Galileo cocked the H&K, left the trunk open, and waited for his quarry to emerge.
The final tally was this: Bob, 502 and Tom, 453.
Ever the sportsman, Bob offered his hand, which Tom gladly shook.
“Looks like your FBI is going to be getting a make-over,” Bob said.
Tom shrugged. “I’m not sure if that’s something I’ll regret.”
Bob smiled, then guffawed.
“I had a feeling,” he said.
They both stared down that hundred-yard alley of their large soundproofed room. Just two men and their guns.
“One more?” offered Tom.
“You didn’t even have to ask.”
They mounted the paper men onto their clips and sent them to their places. They each only had five bullets left, so this round would be abbreviated, but some fun was better than no fun.
Bob glanced at Tom. “Ready?”
Tom donned his earmuffs. Bob donned his, and they took aim at their targets. Feet apart, hips at an angle, dominant hand forward. The proper stance for firing a handgun created a triangle. These were men who knew what they were doing.
Bob, who was closest to the door, thought he felt a breeze between shots one and two, but ignored it. The floor was ventilated, of course, to handle the discharges from the firearms, but there were no windows or cracks in the walls. The idea of a breeze was preposterous—and distracting. Bob intended to get a perfect score, and his first shot had been dead-center. If only his cousin Margaret could see him now.
He fired off two more rounds. One actually passed through the bullet hole left by another! He felt like Robin Hood. Let his pre-judgmental liberal base disapprove of his gun-love. He was about to get a perfect score, damn it. He was in the zone. So much so that he angled his barrel up and instead of the easier target of the chest, he aimed for the head. Because my platform will reach the American people in their hearts and their brains, he mused. The goofy thought stretched his lips in a smirk. He fingered the trigger and felt something hot touch the back of his head and he paused and he frowned and then the bullet from the H&K ripped through his skull and Bob died.
Tom, for his part, noticed Galileo approach out of his peripheral vision about half a second before the assassination occurred.
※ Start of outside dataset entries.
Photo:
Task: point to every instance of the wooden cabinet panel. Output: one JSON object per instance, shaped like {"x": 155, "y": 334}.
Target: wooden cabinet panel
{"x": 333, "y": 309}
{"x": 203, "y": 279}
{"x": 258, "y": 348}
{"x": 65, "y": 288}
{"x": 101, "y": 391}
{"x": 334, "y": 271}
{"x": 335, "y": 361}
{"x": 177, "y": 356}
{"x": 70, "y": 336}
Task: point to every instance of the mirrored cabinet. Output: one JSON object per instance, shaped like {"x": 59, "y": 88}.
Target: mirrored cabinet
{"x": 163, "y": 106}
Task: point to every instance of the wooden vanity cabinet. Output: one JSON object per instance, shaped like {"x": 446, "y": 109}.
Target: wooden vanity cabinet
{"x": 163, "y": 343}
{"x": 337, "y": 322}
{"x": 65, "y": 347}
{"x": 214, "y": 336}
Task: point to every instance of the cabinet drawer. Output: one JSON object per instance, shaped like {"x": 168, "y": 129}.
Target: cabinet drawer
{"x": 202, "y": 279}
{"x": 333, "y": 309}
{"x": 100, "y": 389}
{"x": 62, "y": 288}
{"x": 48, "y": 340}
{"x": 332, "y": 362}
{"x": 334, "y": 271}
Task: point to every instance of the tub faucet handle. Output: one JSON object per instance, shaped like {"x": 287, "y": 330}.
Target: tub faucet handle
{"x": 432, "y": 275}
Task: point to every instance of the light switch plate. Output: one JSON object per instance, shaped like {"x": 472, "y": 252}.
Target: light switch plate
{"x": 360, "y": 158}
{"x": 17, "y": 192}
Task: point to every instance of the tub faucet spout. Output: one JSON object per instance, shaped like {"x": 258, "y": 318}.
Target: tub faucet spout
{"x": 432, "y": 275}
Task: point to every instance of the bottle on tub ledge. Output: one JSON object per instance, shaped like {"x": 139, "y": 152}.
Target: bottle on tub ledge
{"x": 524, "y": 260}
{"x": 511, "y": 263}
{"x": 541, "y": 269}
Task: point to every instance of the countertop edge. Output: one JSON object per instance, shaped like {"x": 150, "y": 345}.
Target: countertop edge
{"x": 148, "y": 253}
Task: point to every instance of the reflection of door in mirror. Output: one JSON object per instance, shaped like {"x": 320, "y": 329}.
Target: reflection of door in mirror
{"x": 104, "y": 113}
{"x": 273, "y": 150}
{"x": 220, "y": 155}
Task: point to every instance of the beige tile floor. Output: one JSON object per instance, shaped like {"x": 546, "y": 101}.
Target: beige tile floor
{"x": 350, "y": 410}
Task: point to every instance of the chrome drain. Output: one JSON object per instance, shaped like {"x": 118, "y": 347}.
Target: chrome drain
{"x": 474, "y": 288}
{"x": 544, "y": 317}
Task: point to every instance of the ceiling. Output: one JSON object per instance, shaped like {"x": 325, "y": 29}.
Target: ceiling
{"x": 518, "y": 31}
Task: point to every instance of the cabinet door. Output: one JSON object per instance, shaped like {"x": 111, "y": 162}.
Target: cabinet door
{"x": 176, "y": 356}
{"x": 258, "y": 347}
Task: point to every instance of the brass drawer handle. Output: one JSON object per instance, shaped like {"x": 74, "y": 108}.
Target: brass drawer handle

He swung his Smith & Wesson around toward the sandy-haired man. Galileo glanced over at him and appeared confused. After all, what was Tom Piper doing here?
That confusion was all the opportunity Tom required. He shuttled past the obligatory demand of “Freeze!” and just fired away, two shots, to the killer’s chest.
Click, click.
His Smith & Wesson was empty.
He’d fired his last bullet at the paper target.
Fuck.
Galileo raised his own pistol and Tom lunged forward, tackling the man to the soft floor. First step: disarm. Tom slapped the H&K out of Galileo’s hands. It scuttled away, harmless. Galileo raised his left knee toward Tom’s groin, but the FBI agent was well-accustomed to wrestling thugs and he used the weight of his own knee to keep Galileo’s pinned to the ground. Second step: disable. Here, an amateur might resort to a fist-pummeling, but that risked at best bloody knuckles and at worst a broken hand so Tom chose to go a different route. He pressed his right elbow into Galileo’s windpipe and waited for the son of a bitch to black out.
Meanwhile, Tom caught a glimpse of Bob Kellerman’s body, crumpled in an undignified mess several feet away. Tom’s heart keened for the man. He returned his attention to Galileo. This man who had killed Darcy
Parr, who had slaughtered countless men and women and even children, who had—
Wait. What the hell was Galileo doing here? Wasn’t he supposed to be in custody? In that moment, Tom knew. He knew that Norm and Daryl and everyone else were dead. He knew that someone had probably tried to contact him on his cell phone.
He pressed harder onto Galileo’s windpipe. If it snapped and the fucker died of asphyxiation, well, these things happened, didn’t they? Tom poured his grief and wrath into his violence. He could hear Galileo’s vague gasps of breath, but he didn’t care. Someone needed to end him. And he was so intent on doing so that he failed to notice the heavy wallet in Galileo’s hand until it smashed him in the left shoulder. His bad shoulder. The shoulder that had been shot back in February, at Baptist St. Anthony’s in Amarillo. It had mended, sure, but it was still sensitive and when Galileo struck it with the full might of a desperate man, the pain resounded through him like sound waves from a tuning fork. He flinched—and Galileo squirmed out of his grip. Tom reached for the man’s ankle, but Galileo was like a chased rabbit, too fast, too fast. Galileo went for his Heckler & Koch and Tom finally caught up with him and felt the bullets enter his chest and ignored them—he had a job to do, damn it—but then the world got so dark so quick, and cold, and quiet.
W
hen they returned from the fundraiser, after they made sure Sophie was asleep and made sure Lester was preoccupied with the TV, Esme and Rafe retired to their bedroom and fucked like teenagers. Sheets were entangled. Alarm clocks were knocked to the carpet. Headboards were rattled.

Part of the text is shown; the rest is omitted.